Fundamentalmente, Pompeo está horrorizando a los defensores de los derechos de los liberales al desmantelar el enfoque de los derechos y la diplomacia que desarrolló Hillary Clinton cuando era secretaria de estado. Ella había enfatizado los derechos de las mujeres, los derechos reproductivos y los derechos de los homosexuales. Ella no era indiferente a los asuntos de fe, pero a menudo hablaba de «compromiso religioso», lo que implica que las creencias pueden ser aprovechadas y también desafiadas.

A veces, el cambio de postura puede parecer tortuoso. Este año, se pidió a las embajadas estadounidenses que no levantaran pancartas de orgullo gay en sus astas de bandera, aunque se especificó que podrían mostrarse de manera más discreta.

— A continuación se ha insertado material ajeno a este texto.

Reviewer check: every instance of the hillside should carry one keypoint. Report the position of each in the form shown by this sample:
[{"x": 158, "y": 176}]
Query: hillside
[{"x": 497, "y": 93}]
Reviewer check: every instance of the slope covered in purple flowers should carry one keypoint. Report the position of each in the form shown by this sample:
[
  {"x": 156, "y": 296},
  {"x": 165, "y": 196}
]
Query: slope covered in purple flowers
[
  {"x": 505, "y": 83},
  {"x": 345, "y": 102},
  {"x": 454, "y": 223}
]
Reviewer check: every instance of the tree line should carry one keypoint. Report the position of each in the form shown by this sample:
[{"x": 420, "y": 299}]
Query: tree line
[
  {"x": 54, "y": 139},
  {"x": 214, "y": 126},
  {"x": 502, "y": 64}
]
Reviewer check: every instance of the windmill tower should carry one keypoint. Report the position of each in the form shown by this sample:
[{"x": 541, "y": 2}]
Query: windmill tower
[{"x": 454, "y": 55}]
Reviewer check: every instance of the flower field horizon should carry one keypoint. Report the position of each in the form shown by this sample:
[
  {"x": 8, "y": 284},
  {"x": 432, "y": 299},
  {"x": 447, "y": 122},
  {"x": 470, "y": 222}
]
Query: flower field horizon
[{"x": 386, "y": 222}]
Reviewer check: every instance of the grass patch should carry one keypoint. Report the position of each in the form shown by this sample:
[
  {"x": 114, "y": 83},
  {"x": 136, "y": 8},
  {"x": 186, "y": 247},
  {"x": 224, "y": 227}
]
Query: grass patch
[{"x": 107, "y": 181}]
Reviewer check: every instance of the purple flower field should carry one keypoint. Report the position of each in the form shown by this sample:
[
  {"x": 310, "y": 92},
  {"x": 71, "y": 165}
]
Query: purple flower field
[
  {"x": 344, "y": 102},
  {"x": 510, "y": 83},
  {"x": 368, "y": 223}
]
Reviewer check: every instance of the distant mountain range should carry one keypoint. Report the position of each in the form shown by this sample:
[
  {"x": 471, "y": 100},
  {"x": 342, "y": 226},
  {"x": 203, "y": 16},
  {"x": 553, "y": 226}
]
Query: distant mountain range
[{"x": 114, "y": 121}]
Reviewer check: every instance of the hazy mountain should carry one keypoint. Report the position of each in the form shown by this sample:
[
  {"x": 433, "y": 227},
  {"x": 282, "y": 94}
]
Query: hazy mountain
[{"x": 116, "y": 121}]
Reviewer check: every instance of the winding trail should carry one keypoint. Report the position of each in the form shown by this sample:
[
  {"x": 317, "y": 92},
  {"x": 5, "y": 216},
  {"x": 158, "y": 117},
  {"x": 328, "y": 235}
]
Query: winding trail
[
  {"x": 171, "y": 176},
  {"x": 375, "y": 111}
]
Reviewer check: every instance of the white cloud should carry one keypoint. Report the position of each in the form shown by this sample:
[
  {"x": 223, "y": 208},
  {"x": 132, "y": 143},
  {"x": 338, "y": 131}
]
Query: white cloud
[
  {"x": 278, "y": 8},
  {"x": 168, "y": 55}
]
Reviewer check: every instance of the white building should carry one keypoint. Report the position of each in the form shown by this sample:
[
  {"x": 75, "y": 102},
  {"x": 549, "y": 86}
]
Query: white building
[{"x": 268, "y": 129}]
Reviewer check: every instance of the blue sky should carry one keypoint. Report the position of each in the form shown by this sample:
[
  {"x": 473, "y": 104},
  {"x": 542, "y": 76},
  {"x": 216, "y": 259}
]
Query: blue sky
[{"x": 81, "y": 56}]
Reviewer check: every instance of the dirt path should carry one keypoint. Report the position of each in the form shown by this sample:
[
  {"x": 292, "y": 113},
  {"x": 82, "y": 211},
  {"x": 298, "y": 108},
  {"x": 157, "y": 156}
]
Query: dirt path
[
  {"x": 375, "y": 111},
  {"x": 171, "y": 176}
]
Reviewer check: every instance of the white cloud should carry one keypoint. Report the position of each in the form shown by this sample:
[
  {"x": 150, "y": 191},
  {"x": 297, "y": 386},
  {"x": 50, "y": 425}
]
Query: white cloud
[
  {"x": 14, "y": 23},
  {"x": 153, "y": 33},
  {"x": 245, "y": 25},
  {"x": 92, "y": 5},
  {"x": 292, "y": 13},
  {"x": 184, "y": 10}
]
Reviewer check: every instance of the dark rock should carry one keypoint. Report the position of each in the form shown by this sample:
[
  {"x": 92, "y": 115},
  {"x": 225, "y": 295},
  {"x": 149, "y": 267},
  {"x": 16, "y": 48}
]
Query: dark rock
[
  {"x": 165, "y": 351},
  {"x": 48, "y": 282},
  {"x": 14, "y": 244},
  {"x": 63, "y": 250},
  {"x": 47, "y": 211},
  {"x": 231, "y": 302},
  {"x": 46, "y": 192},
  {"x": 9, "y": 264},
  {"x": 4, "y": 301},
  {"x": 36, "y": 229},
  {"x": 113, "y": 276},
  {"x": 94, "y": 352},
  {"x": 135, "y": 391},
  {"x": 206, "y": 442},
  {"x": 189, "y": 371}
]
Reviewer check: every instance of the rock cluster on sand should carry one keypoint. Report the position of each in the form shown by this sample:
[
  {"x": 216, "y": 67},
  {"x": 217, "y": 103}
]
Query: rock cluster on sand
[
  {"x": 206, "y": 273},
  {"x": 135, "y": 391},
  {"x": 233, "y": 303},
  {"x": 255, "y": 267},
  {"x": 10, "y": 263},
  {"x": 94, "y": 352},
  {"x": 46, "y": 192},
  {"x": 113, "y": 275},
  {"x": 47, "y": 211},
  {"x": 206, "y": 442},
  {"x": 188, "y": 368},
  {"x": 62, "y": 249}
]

El gobierno de Trump ha afirmado la oposición de Estados Unidos a la criminalización del sexo gay, pero claramente tiene poco interés por predicar contra la homofobia en algunos lugares, desde Brasil hasta Georgia, donde abunda ese sentimiento.

Y en algunos debates recientes de la ONU. Estados Unidos ha solicitado que se eliminen las referencias a los «derechos sexuales y reproductivos» que podrían implicar la aceptación del aborto. Eso ha colocado a Estados Unidos en el mismo rincón que Rusia y los países musulmanes cuyas políticas represivas fueron atacadas en la reunión del Departamento de Estado de esta semana. Pasquale Annichino, del Instituto de Cambridge de Religión y Estudios Internacionales, espera una creciente convergencia entre Rusia y la administración de Trump cuando los asuntos de género, sexualidad y reproducción se discuten en los organismos mundiales.

Para los críticos, la movida más funesta y reciente de Pompeo ha sido en el ámbito del intelecto. Ha establecido una Comisión de derechos inalienables, presidida por una profesora de derecho católico conservadora, Mary Ann Glendon, con un breve resumen para considerar qué derechos humanos están claramente establecidos por la constitución estadounidense y las convenciones internacionales.

Como el Sr. Pompeo explicó el ejercicio: «No todo lo bueno, o todo lo que concede un gobierno, puede ser un derecho universal». Parece haber pocas dudas de que la libertad de profesar, manifestar y enseñar una religión es lo que a menudo describe como «nuestra primera libertad». ”, Será reafirmado en voz alta por el panel de estudiosos. Pero los llamados «nuevos» derechos, relacionados con el sexo y la reproducción, bien pueden ser eliminados de su lista.